Après des années de silence officiel, le régime cubain a commencé à recevoir à La Havane les dépouilles des 32 militaires décédés au Venezuela, présentés désormais comme des “combattants tombés”, lors d'une série d'hommages soigneusement organisés par l'État et reproduits à divers endroits du pays.
Les scènes diffusées par la presse officielle et par des institutions étatiques montrent un déploiement de solennité et de contrôle, dont le noyau central est la caravane funèbre escortée par des troupes motorisées, cercueils recouverts du drapeau cubain parcourant les avenues principales de la capitale cubaine, gardes d'honneur et cérémonies dans des lieux militaires, tandis que le récit officiel parle d'héroïsme, de sacrifice et de défense de la souveraineté.
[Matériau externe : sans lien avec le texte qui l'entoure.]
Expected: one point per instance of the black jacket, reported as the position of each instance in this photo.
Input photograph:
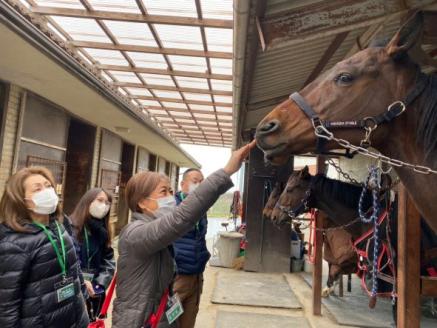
(102, 262)
(191, 254)
(29, 271)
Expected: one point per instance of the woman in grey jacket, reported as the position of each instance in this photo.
(145, 264)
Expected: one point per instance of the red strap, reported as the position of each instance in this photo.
(155, 318)
(108, 298)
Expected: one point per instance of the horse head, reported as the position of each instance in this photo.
(273, 198)
(360, 87)
(293, 197)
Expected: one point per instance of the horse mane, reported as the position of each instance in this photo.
(345, 193)
(426, 131)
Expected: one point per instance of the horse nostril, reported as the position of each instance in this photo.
(268, 127)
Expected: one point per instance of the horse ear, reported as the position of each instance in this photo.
(406, 37)
(305, 173)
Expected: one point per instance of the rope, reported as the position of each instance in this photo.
(373, 180)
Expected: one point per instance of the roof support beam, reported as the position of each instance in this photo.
(154, 50)
(165, 72)
(187, 101)
(131, 17)
(169, 88)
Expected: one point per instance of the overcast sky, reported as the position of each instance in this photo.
(211, 158)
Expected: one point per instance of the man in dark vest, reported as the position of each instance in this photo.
(191, 256)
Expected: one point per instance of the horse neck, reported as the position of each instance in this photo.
(330, 204)
(402, 145)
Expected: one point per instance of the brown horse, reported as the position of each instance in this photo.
(273, 199)
(338, 248)
(363, 86)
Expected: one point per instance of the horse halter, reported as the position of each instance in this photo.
(303, 206)
(369, 123)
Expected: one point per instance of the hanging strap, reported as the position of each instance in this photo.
(155, 318)
(108, 298)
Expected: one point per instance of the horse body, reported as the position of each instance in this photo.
(361, 86)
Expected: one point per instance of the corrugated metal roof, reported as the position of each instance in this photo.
(285, 66)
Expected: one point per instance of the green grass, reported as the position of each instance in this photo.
(221, 208)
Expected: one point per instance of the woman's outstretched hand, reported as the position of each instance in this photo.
(237, 158)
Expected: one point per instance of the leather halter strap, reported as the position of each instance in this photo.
(367, 123)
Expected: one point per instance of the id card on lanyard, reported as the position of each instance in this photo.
(65, 288)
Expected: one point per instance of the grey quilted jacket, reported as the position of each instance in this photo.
(145, 265)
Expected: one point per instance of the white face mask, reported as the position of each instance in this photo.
(45, 201)
(98, 209)
(165, 202)
(192, 187)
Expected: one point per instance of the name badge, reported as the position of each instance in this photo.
(87, 275)
(175, 309)
(65, 289)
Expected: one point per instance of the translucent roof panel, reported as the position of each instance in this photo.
(219, 39)
(169, 104)
(73, 4)
(192, 82)
(183, 8)
(197, 96)
(82, 29)
(149, 102)
(224, 99)
(125, 76)
(221, 66)
(221, 85)
(158, 79)
(132, 33)
(139, 91)
(188, 63)
(107, 57)
(126, 6)
(148, 60)
(182, 37)
(163, 66)
(167, 94)
(219, 9)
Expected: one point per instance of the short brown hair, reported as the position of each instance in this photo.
(140, 186)
(13, 209)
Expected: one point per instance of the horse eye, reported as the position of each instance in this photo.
(344, 78)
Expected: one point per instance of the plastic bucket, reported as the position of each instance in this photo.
(296, 250)
(228, 246)
(296, 265)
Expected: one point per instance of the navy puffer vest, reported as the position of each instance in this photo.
(191, 254)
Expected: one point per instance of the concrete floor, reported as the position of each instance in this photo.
(207, 316)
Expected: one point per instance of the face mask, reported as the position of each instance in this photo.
(192, 187)
(167, 202)
(98, 209)
(45, 201)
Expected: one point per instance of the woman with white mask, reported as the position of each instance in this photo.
(145, 264)
(40, 280)
(90, 220)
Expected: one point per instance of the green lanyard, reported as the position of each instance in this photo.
(61, 259)
(182, 198)
(87, 245)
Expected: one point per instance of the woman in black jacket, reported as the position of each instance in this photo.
(40, 280)
(90, 220)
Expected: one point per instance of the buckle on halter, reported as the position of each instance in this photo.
(397, 105)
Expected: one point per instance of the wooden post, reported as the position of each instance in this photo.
(318, 264)
(408, 279)
(318, 260)
(340, 286)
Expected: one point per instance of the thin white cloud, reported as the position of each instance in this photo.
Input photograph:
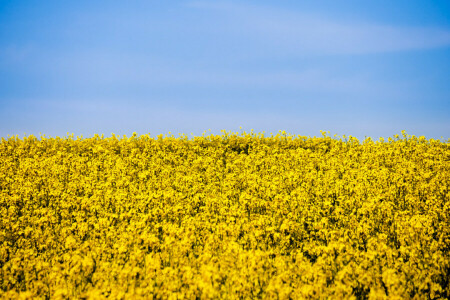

Dans les images, la présence de membres de la famille semble presque invisible. À la place, dominent des militaires en uniforme, des cadets, des fonctionnaires, des travailleurs de ministères et d'entreprises d'État, des employés d'aéroport et des groupes de civils mobilisés institutionnellement, beaucoup tenant des drapeaux à la main et situés le long du parcours. Ils ne semblent pas être des foules spontanées, mais plutôt des contingents organisés, convoqués pour accompagner un acte politique davantage qu'un deuil intime.
L'acte central s'est déroulé sur la piste de l'Aéroport International José Martí, d'où a eu lieu le transfert vers le siège du Ministère des Forces Armées Révolutionnaires (MINFAR), où les cercueils ont été alignés sous des portraits et des offrandes florales, gardés par des troupes d'honneur.
Tout se déroule sous une narration épique qui insiste sur l'idée de "tombés au combat", sans expliquer pourquoi, pendant des années, le régime lui-même a nié la présence de militaires cubains au Venezuela ni a informé publiquement sur ces décès.